QuadTone RIP
http://www.quadtonerip.com/html/QTRoverview.html
When you’re on a budget and are still looking to produce professional quality prints on, say, your Epson, you can either spend hours soft-proofing and tryingg to get the printer profiles to work for you. Or you can cave in and get an RIP. That doesn’t stand for “rest in peace”, but for “raster image processor”. Next to spending a ton of money to have your printer custom-calibrated, this is the way to go if you want your prints to look like what you have on your screen.
Luckily, at least for black and white prints, there’s QuadTone RIP, which can be downloaded for free. If it meets your needs, please consider donating/paying a shareware fee to Roy Harrington, the author. This will ensure that great software like this is around for a few years.
For those who have not worked with an RIP: the short layman’s definition is “a program which forces a printer to render images more closely compared to what one sees on the screen”. In other words, the software overrides printer settings if done right, and thereby gives you more control over how the image is rendered when printed out. If you have ever tried it without such a piece of software, you have likely torn out as much hair as I have before I mended my ways.

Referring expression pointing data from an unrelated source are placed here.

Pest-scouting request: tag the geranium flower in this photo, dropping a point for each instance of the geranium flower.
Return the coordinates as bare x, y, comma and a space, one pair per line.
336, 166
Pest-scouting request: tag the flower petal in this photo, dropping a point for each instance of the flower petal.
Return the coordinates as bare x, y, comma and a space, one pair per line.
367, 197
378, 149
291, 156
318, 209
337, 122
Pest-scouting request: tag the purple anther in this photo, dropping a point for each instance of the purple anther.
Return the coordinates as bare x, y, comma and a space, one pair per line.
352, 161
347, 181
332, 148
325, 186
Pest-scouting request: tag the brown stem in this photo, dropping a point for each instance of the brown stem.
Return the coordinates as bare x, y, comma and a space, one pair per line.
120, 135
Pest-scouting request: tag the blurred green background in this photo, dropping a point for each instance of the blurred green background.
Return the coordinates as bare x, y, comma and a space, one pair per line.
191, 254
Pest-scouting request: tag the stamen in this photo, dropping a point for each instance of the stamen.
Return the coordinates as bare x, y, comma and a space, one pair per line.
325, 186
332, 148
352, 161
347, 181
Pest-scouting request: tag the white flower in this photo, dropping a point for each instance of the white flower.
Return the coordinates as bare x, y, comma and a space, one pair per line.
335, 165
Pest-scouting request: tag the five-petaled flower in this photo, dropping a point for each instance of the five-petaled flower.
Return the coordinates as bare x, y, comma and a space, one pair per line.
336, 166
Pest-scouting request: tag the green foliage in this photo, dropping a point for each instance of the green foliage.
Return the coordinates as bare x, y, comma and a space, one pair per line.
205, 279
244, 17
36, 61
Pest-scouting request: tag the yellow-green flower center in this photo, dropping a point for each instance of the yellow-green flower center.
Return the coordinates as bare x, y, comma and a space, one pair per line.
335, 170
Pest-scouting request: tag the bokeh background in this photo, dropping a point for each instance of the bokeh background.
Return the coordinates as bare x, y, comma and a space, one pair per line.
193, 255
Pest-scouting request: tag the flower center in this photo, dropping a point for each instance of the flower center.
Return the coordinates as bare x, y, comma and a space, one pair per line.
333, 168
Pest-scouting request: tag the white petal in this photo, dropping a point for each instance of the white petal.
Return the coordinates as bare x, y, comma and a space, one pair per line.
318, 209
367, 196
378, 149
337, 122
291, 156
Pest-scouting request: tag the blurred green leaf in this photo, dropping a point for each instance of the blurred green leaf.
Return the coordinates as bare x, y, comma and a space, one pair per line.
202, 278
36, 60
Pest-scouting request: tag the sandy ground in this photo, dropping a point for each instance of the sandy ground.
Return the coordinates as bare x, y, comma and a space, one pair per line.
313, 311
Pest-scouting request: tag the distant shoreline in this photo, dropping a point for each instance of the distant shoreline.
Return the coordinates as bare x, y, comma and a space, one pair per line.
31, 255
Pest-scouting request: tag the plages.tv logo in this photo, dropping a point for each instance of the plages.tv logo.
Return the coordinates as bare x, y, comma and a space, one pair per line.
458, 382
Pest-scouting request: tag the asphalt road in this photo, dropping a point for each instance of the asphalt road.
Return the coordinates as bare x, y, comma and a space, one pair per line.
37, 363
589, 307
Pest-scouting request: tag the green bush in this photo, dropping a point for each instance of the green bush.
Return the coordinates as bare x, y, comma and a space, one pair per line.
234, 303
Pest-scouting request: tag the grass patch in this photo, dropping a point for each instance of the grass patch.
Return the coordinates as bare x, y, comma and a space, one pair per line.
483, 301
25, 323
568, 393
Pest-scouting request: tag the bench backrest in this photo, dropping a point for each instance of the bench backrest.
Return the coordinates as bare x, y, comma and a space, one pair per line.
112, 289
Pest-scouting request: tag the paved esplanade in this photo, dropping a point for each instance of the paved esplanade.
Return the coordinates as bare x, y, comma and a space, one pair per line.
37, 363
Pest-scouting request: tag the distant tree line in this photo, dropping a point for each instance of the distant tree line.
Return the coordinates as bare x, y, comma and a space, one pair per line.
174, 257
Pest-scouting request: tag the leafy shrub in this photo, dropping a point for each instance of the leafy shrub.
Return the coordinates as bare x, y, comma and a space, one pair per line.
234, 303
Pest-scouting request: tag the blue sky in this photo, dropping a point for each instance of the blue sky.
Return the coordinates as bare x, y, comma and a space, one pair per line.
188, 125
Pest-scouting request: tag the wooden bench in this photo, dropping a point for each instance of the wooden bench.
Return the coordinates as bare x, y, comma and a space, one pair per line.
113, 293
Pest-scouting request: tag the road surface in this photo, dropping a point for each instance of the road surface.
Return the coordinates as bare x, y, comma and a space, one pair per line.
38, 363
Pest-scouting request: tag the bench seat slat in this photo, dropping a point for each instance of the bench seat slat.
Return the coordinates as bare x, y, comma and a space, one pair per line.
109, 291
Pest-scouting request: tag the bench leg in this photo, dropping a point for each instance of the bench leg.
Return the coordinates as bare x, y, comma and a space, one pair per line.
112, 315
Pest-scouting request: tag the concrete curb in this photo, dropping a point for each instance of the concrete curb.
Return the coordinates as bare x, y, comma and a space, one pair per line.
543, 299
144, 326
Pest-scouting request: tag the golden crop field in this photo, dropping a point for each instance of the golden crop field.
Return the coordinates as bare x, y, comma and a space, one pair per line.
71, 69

Without an RIP like QuadTone, prints on my Epson 2400 tended to be WAY too dark, no matter what medium they were printed on, no matter what I did to them (softproofing, fiddling with printer settings – you name it). My calibrated monitor showed them just right, but they came out all messed up. And sometimes I don’t want to send pictures out to a professional lab, but instead print them on other media, like water color paper.
QuadTone produces really nice black and white prints. Convert your photograph to a .tif file, set paper size, medium etc., and you are on your way to lots and lots of beautiful black and white prints on virtually any medium your printer will support, from roll paper to cold press water color paper. Print in different hues of black, split-toned or sepia. As far as black and white goes, the results will win you over immediately.